Seven-day average of cases is stable; Quarles and agri-tourism farm sue Beshear; blood donations needed in Central Kentucky

Kentucky Health News chart; seven-day average is for that day and preceding six days

Kentucky reported 117 new cases of the coronavirus Monday, pushing its seven-day rolling average slightly higher as it emerged from a light-reporting weekend. The seven-day average rose to 226 from 222, ending a full week above 200 after receding from that level earlier this month.
Gov. Andy Beshear, who is now doing covid-19 briefings only on Tuesdays, issued the numbers in a press release. He reported two deaths, a 67-year-old woman and an 83-year-old man, both from Jefferson County, and the first case in tiny Robertson County. They raised the state’s death toll to 560.

“This confirms what we’ve been saying for weeks: This disease is everywhere and because of that we need all Kentuckians to practice social distancing and wear masks to keep each other safe,” he said. “While we might see fewer cases in some areas right now, we know cases can spike quickly if we’re not careful.”

The state’s daily report said covid-19 hospitalizations remained stable, at 387, and intensive-care cases rose slightly, to 72 from 68. Counties with more than five new cases were Jefferson, 23; Warren, 17; and Fayette, 10.
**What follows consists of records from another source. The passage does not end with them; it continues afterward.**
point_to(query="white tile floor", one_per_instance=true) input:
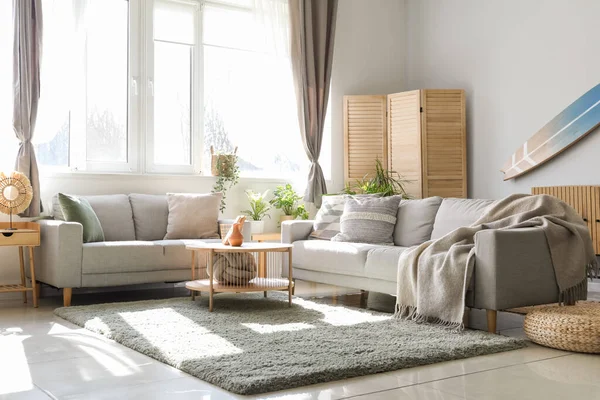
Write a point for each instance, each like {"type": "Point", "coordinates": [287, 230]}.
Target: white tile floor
{"type": "Point", "coordinates": [43, 357]}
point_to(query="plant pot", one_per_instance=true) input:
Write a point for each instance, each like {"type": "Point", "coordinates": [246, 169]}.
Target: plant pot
{"type": "Point", "coordinates": [257, 226]}
{"type": "Point", "coordinates": [226, 162]}
{"type": "Point", "coordinates": [285, 218]}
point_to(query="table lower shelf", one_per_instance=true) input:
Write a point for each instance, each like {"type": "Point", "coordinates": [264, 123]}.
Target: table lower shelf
{"type": "Point", "coordinates": [255, 285]}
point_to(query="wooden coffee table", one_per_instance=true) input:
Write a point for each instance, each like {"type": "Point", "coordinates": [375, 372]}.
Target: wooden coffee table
{"type": "Point", "coordinates": [268, 277]}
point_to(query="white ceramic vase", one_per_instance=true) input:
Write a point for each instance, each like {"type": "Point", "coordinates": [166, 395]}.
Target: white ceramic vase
{"type": "Point", "coordinates": [257, 226]}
In other covid-19 news Monday:

      • Agriculture Commissioner Ryan Quarles and Evans Orchard and Cider Mill in Scott County sued Beshear over his restrictions on outdoor activities, WKYT reports: “The family operates a playground and a converted barn facility that can be rented out for weddings and events. They say public health officials have told them they can have no more 10 individuals into the 96,000-square-foot attraction at a time.” Beshear replied, “All businesses have to follow the same rules and guidance for outdoor weddings and other activities.” He also cited rising case numbers in neighboring states.
      • Doctors in Lexington issued an urgent call for blood donors, saying supplies in Central Kentucky are dangerously low. “Distancing has made it tough to have these blood drives,” Dr. Andrew Bernard of the University of Kentucky told WKYT-TV.
      • The federal government has secured half a million treatment courses of the experimental covid-19 drug remdesivir, and hospitals will pay no more than $3,200 per average treatment course, the government and Gilead Sciences announced. Preliminary research shows the drug may reduce the length of covid-19 hospital stays as much as one-third.
      • Buffalo Trace Distillery in Frankfort, not on the official Kentucky Bourbon Trail but very popular, said it would resume tours Wednesday, with advance registration required. “Guests will also be asked to wear a face mask. For anyone who forgets theirs, one will be provided,” the distillery says. “Tours and events will be kept to small, comfortable groups to allow for social distancing.” Kentucky Kingdom in Louisville opened today, with social distancing and limits on rides; masks are required for employees but only encouraged for customers.
      • The percentage of positive tests for the virus in Kentucky has remained stable for the past month, tweets Daniel Desrochers of the

Lexington Herald-Leader

        , with this chart (

adapted by Kentucky Health News)

    • :

  • As the world passes two milestones — 10 million cases and half a million deaths — “A mutated version of the virus “has taken over the world. Now scientists are racing to figure out what it means,” The Washington Post reports. “At least four laboratory experiments suggest that the mutation makes the virus more infectious, although none of that work has been peer-reviewed. . . . The mutation doesn’t appear to make people sicker, but a growing number of scientists worry that it has made the virus more contagious.”
  • Masks with exhaust valves aren’t as effective against the virus as those without, and don’t meet official standards in some places, the Post reports.
  • Dr. Anthony Fauci, director of the National Institute of Allergy and Infectious Diseasestold CNN he is “cautiously optimistic” a vaccine will be available in early 2021.